On 25/03/16 18:50, Diane Trout wrote:
> On Friday, March 25, 2016 07:29:23 AM Daniel Pocock wrote:
>> On 25/03/16 00:49, Diane Trout wrote:
>>> would either of these be decent projects?
>>>
>>> A jabber/jingle echo server would be really helpful for testing. There
>>> were
>>> rumors of one but it disappeared.
>>
>> That would be interesting, there are also some ideas in Redmine about an
>> RTC service probe:
>>
>> https://project.freertc.org/projects/rtc-server-probe-development/issues
>>
>> I would like to track your suggestion as a Redmine issue too. Do you
>> believe it should be implemented as a standalone project or as a module
>> to run inside a Prosody server instance?
>
> I think it should act like a client, so it should work with any XMPP server.

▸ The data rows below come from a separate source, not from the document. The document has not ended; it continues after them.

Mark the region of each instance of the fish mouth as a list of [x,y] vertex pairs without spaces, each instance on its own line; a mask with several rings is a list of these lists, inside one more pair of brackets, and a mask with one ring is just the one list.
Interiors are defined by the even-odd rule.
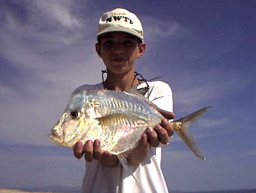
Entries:
[[57,144],[61,144],[63,143],[63,138],[59,135],[59,134],[56,131],[56,130],[53,129],[49,134],[47,135],[50,141],[53,143]]

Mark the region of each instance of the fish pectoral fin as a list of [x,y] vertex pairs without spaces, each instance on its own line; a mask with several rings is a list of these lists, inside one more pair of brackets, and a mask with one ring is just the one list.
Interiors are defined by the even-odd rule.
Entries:
[[134,179],[136,182],[136,184],[142,190],[142,188],[141,186],[140,185],[140,183],[138,182],[137,179],[133,176],[132,171],[129,168],[129,166],[128,165],[127,159],[126,159],[125,155],[126,154],[125,153],[121,153],[120,154],[118,154],[117,155],[118,160],[119,160],[119,161],[120,162],[120,163],[123,165],[123,166],[131,174],[131,175],[132,175],[132,177],[134,178]]
[[124,125],[134,124],[143,124],[146,122],[145,120],[133,115],[127,113],[114,113],[98,117],[96,120],[102,126],[109,125]]

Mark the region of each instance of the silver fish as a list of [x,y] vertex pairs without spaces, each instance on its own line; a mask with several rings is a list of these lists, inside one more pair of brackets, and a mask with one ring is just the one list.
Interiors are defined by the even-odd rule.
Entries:
[[[188,127],[211,107],[169,121],[185,143],[202,159],[205,158]],[[163,118],[156,106],[132,88],[127,92],[79,90],[71,96],[48,137],[56,144],[71,148],[79,141],[84,144],[89,139],[99,139],[102,150],[118,155],[125,164],[125,152],[138,144],[148,126],[154,127]]]

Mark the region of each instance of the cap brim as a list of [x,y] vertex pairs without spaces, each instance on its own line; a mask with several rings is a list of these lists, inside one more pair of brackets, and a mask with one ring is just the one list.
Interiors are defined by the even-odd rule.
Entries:
[[137,38],[138,38],[140,40],[143,41],[143,37],[141,37],[138,32],[137,32],[136,30],[131,29],[131,28],[124,28],[124,27],[112,27],[110,28],[107,28],[103,30],[102,30],[101,32],[98,33],[96,34],[96,36],[99,36],[101,35],[103,35],[105,33],[109,33],[109,32],[125,32],[128,33],[129,34],[131,34],[132,35],[133,35]]

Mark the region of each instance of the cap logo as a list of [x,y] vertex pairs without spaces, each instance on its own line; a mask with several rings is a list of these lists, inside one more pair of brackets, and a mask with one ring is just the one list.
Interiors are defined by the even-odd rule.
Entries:
[[125,22],[129,22],[131,24],[133,24],[133,21],[132,21],[130,19],[129,19],[128,17],[124,17],[124,16],[111,16],[110,17],[109,17],[107,18],[106,20],[106,23],[108,23],[108,22],[112,22],[112,19],[114,19],[114,20],[115,21],[116,21],[116,20],[118,20],[118,21],[120,21],[121,19],[124,19],[124,21]]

> I'd found several useful SIP test services, but nothing for XMPP
>
SIP and XMPP servers can actually have "client" code inside them. This
can be a useful way of utilizing the infrastructure of the server, e.g.
it already runs as a daemon all the time, it already has logging code
and it already has transports that other clients can connect to.
A true, standalone client process is also valid though. To make it
clear for a GSoC student we should probably just pick one approach or
the other and then put it in the issue list.
> music@iptel.org (connect plays music)
> http://thetestcall.blogspot.com/ (Several addresses, several functions)
> http://bluejeans.com/111 can be used to setup a video call test.
>
There is another one for SIP:
http://sip5060.net/test-calls/
> Probably the minimal implementation would either send a test pattern or send
> back a transformed video stream and record then play back sound.